Historique d’une connaissance :
Arrivant a Al Jadida en 1991, premier archéologue y travaillant depuis l’Indépendance -en civiliste a la Délégation de la Culture- j ai vite commencé mes lectures et recherches sur l’histoire et le patrimoine de Doukkala en particulier et du patrimoine maroco-portugais du Maroc en général. c’était par coïncidence que je fus affecté en cette ville, séduisante, et c’est ce hasard qui a fait de moi le premier marocain spécialiste du patrimoine maroco-lusitanien, alors que Professeur Ahmed BOUCHAREB, le grand lusitaniste, est considéré a juste titre comme le père spirituel de tous les historiens marocains spécialisés dans l’histoire commune du Maroc et du Portugal.
c’est dans l’Istiqsa de Naçiri que j ai connu pour la première fois, théoriquement, le Ribat Al M jahdine (Fahç Zemmouriyine) et Fahç Oulad Douib. Si je présumais que le second serait du côté du Sebt Oulad H çine (ou Oulad Bou aziz), le premier je le supposait situé derrière la Prison Al Adir et les pépinières situées a la sortie de la ville sur la route de Casa.

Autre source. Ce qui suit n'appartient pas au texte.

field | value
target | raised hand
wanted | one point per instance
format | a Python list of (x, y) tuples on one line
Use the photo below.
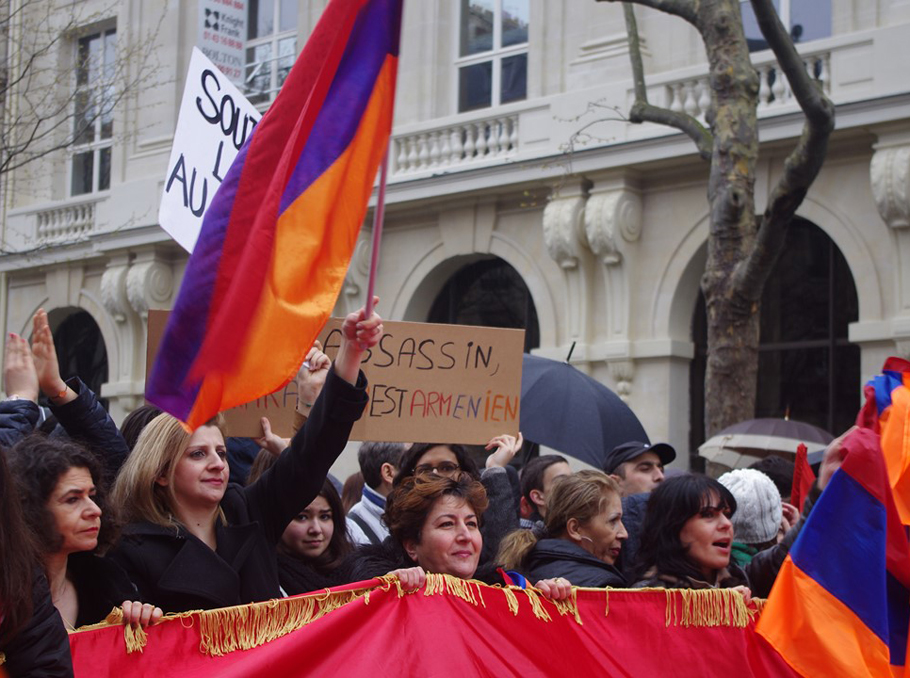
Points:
[(506, 448), (45, 355), (139, 614), (270, 440), (358, 334), (311, 378), (19, 375), (554, 589), (411, 578)]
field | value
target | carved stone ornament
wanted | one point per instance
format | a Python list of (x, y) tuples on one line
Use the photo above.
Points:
[(609, 214), (623, 373), (149, 284), (563, 229), (113, 292), (902, 348), (890, 175)]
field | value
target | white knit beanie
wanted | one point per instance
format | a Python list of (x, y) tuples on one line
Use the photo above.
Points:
[(758, 510)]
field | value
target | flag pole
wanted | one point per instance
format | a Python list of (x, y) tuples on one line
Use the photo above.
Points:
[(378, 215)]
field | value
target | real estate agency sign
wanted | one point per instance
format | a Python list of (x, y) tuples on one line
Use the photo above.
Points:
[(222, 32)]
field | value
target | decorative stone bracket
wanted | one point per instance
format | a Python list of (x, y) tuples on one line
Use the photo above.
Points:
[(136, 287), (602, 218), (890, 179)]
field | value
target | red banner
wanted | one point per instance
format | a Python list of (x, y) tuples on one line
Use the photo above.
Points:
[(451, 627)]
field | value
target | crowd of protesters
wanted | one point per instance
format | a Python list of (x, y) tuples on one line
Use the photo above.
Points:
[(149, 518)]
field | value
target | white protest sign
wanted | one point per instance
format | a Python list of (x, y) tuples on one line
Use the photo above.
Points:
[(215, 119), (222, 34)]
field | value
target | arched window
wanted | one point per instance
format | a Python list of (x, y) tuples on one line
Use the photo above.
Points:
[(807, 368), (80, 348), (488, 293)]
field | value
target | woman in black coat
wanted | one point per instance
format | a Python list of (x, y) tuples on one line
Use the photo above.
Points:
[(315, 543), (33, 641), (196, 542), (62, 494), (584, 534)]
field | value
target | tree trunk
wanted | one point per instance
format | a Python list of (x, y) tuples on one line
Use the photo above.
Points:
[(733, 319)]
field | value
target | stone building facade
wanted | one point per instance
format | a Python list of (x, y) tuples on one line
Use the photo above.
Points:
[(511, 161)]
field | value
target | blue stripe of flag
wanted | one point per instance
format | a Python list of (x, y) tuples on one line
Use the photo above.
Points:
[(842, 547), (374, 36)]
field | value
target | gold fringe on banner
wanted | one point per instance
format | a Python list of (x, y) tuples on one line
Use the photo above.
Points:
[(706, 608), (569, 606), (244, 627), (247, 626), (537, 607), (511, 599)]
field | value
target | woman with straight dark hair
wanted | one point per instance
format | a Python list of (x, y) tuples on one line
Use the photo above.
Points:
[(687, 536), (315, 543)]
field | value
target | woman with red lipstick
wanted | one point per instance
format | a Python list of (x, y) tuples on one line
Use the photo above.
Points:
[(687, 536), (194, 541), (434, 526), (584, 534), (64, 505)]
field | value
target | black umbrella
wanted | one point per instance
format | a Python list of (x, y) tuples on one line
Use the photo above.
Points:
[(569, 411)]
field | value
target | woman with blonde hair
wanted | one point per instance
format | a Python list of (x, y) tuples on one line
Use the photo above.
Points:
[(583, 534), (193, 541)]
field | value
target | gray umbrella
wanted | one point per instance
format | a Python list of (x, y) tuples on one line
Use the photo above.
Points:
[(569, 411), (741, 444)]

En 1992, un ami me ramène dans sa voiture sur le site d’Al M jahdine. Discutant du patrimoine des Doukkala et interrogeant mon ami sur des sites et monuments que je n’avais pas encore visités ou connus, et lui parlant d’un site qui devrait exister entre Al Jadida et Azemmour quelque part non loin de la route principale, il me parle d’un site au N-E d’Al Jadida. Le lendemain on était sur les lieux empreintant le chemin de Manar Sidi Mesbah, goudronné du temps du Protectorat. Je reconnais et j embrasse les vestiges d’un Ribat. Quelques centaines de mètres plus loin, je marchais pour prospecter la surface et pour entamer une enquête préliminaire. Cherchant le nom du douar non loin du site, un berger me répond sans ambiguïté “Douar Lemjahdine”.

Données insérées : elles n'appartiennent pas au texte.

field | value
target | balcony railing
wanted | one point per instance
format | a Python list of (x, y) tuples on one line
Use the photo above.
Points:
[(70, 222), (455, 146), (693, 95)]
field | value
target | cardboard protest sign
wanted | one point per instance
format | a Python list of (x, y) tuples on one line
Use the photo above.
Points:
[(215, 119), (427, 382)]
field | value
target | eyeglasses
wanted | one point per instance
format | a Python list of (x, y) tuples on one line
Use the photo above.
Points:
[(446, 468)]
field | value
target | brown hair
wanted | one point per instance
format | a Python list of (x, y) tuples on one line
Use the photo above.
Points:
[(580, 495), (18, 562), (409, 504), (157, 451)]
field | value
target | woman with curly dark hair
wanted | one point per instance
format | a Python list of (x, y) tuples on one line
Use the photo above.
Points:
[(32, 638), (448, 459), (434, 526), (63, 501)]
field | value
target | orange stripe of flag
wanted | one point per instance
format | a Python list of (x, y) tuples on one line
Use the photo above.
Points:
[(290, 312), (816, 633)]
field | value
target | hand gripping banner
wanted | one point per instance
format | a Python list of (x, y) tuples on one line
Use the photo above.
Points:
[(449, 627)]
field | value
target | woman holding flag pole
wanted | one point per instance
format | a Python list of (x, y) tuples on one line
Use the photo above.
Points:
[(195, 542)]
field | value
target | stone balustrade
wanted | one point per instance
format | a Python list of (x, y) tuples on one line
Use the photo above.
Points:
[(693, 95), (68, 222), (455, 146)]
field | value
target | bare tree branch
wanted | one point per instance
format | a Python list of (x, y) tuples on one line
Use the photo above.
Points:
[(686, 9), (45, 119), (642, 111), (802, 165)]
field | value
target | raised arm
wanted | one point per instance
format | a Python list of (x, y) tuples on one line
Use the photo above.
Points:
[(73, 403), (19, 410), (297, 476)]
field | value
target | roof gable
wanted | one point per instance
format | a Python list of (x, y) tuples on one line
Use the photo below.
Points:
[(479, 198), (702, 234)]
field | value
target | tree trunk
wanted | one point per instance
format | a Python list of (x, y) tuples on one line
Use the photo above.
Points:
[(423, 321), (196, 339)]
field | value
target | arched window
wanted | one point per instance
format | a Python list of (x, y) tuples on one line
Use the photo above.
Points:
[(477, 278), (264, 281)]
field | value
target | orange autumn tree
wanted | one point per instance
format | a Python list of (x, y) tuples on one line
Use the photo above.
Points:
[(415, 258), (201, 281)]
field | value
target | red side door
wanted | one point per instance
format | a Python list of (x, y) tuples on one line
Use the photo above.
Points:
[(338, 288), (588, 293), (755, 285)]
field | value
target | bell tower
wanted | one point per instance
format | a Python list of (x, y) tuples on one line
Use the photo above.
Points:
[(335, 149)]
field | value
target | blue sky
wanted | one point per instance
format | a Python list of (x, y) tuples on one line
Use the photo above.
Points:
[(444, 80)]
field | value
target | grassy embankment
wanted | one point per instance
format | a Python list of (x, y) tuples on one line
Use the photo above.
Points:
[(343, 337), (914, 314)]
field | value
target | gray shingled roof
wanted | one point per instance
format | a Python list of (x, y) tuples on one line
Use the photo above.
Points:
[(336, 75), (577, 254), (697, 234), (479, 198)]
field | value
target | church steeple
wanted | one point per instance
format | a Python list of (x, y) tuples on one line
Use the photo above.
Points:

De Nasiri au berger, du flair de l’archéologue aux caractéristiques architecturales des vestiges, je me trouvais bel et bien au milieu du Ribat Al M jahdine élevé par le célébrissime Sultan Sidi Med ben Abdallah (1755-1790). Le lendemain de notre visite, j ai envoyé un rapport de deux pages au Directeur du Patrimoine Culturel a Rabat.
En 1998 et suite a un article publié par mon ami M. JMAHRI attaché de presse a l’ORMVAD, une question orale au Parlement a Mr ACHARI soulevée par le Député Mustapha LAKTIRI me ramène de nouveau sur le site pour rafraîchir mes données et préparer les éléments de réponse a soumettre a Mr le Ministre. J ai alors loué un taxi, comme d’ailleurs j ai fais durant les neufs ans et demi pour aller travailler sur la Qasba Boula ouane, les Tazota, Madinat Al Gharbia, alors que pour me rendre a Qasba Oualidia et très souvent a Azemmour et Ribat Tit où j aimais me recueillir sur leurs remparts et minarets respectifs, je m infiltrai avec toute la joie d’un ethnologue entre marins et agriculteurs dans des taxi défectueux.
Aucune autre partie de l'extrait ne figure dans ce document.